First I have to say that my feminism is not about defying gender roles. If you want to, great. If not, great. There is nothing wrong with women that have traditionally feminine traits or occupations and there’s nothing wrong with women having masculine traits/occupations. The problem is that feminine traits/occupations are seen as subordinate to masculine traits/occupations.
That being said, I really don’t think that sororities (especially dphie) enforce traditional gender roles. One of the main focuses is professional and educational development. You’re required to go to study hours and personal development events, and if you don’t maintain a good GPA, you’ll be kicked out. Many of the girls are also pursuing traditionally masculine careers (my roommate who is in DphiE is an engineering major) and hold all sorts of leadership positions on campus.
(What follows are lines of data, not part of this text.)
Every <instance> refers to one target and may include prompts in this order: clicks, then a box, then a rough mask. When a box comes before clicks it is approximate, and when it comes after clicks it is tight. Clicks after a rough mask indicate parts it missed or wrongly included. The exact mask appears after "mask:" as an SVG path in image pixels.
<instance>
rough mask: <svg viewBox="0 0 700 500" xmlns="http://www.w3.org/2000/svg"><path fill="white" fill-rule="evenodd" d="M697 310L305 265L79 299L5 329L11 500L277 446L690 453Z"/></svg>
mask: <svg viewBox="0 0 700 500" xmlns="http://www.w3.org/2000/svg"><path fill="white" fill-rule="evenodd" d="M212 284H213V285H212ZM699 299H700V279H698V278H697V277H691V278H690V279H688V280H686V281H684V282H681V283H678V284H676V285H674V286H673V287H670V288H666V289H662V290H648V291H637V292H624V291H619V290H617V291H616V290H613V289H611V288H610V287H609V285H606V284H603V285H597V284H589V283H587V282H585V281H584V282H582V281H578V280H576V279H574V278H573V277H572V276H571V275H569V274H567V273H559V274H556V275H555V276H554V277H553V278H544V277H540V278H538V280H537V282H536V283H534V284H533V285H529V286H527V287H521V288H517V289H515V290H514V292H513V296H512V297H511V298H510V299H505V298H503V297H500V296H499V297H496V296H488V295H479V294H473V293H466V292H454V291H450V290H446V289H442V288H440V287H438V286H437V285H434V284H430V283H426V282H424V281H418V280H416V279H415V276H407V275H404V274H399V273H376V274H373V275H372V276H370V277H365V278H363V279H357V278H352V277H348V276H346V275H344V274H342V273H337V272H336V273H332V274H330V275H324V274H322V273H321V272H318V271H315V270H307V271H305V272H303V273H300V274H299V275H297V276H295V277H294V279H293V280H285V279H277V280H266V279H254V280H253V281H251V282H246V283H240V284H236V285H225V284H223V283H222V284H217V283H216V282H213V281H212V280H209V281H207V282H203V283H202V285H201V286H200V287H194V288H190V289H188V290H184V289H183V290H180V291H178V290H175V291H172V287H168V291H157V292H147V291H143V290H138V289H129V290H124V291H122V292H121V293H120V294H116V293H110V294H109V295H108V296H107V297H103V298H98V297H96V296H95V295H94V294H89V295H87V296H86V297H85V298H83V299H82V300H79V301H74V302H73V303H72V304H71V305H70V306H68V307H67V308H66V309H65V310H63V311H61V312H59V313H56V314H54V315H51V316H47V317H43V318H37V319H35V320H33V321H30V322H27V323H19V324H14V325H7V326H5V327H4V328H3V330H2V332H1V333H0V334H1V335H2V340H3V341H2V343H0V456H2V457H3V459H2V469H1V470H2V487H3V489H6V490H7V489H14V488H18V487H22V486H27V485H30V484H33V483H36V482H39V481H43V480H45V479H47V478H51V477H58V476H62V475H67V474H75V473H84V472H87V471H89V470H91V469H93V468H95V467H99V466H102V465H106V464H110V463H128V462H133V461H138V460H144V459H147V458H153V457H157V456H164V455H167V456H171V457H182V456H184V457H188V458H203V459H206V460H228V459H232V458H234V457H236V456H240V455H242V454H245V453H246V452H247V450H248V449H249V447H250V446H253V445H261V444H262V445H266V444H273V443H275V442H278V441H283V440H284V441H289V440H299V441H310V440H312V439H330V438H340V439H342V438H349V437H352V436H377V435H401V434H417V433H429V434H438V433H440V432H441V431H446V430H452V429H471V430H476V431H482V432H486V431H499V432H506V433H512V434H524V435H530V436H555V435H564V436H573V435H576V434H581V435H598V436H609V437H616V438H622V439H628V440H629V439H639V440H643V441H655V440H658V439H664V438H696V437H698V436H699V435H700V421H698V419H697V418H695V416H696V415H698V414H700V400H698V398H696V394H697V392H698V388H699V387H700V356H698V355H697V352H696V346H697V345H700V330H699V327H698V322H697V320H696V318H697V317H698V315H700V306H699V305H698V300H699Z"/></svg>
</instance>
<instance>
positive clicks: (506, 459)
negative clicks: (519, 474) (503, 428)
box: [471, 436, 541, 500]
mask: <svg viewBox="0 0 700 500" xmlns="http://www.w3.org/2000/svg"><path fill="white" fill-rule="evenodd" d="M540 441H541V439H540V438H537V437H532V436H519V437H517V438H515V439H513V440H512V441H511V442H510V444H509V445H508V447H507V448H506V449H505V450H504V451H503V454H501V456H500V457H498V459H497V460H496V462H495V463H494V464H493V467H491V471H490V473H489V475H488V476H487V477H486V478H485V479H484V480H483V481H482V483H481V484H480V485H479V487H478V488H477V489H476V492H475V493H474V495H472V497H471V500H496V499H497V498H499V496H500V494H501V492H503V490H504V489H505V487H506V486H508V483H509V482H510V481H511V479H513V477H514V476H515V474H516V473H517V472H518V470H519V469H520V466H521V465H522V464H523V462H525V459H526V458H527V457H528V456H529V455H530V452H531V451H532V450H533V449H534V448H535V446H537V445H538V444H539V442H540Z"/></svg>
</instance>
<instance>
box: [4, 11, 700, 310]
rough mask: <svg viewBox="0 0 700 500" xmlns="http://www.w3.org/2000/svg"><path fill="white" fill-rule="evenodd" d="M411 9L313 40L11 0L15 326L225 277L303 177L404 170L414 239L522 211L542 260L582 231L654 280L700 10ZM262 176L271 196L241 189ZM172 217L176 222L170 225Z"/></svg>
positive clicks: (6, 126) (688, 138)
What I’m guessing you have a problem with though is that you think they recruit based on looks. This is simply not true (for mine atleast). DphiE recruits on values and doesn’t give a damn about how you look. There a girls of all races (impressive for CMU), body types, heights, hair colors, and with weights ranging from like 90lbs to like 250lbs. Some wear make up, some never wear makeup. Some like to dress up, some show up in sweats. This is literally the most diverse and accepting group I’ve been in, INCLUDING THE TWO FEMINIST GROUPS I AM IN.
In fact, I think feminists need to take some hints from sorority women. The thing about being in a sorority is that you SUPPORT OTHER WOMEN NO MATTER WHAT. Even if you don’t particularly like a sister, you still want her to succeed, will be there for her, and support her. This is not the case in most feminist spaces where we rip each other (and others not in out circles) apart for differing views, when what we should be doing is building each other up.
The only super feminine thing they do is make lots of crafts, and fuck you, I like making crafts. Haha.
Also, our charity is an anorexia awareness organization so … Yeah.